Water Resources Research | 2006
Sébastien Lambot; Michaël Antoine; Marnik Vanclooster; Evert Slob
We report on a laboratory experiment that investigates the effect of soil surface roughness on the identification of the soil electromagnetic properties from full-wave inversion of ground-penetrating radar (GPR) data in the frequency domain. The GPR system consists of an ultrawide band stepped-frequency continuous-wave radar combined with an off-ground monostatic horn antenna. Radar measurements were performed above a rectangular container filled with a loose sandy soil subject to seven water contents and four random surface roughnesses, including a smooth surface as reference. Compared to previous studies, we have reduced the modeling error of the GPR signal for the smooth surface case thanks to improved antenna transfer functions by solving an overdetermined system of equations based on six model configurations instead of only three.
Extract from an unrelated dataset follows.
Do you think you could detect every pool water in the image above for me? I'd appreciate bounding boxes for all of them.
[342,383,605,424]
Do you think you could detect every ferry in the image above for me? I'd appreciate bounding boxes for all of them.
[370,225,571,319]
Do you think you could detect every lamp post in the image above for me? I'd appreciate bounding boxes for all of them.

Then, the continuously increasing effect of surface roughness on the radar signal with respect to frequency is clearly observed. In close accordance with Rayleighs criterion, both the radar signal and the inversely estimated parameters are not significantly affected if the surface protuberances are smaller than one eighth of a wavelength. In addition, when this criterion is not respected, errors are made in the estimated parameters, but the inverse solution remains stable. This demonstrates the promising perspectives for application of GPR for noninvasive water content estimation in agricultural and environmental field applications.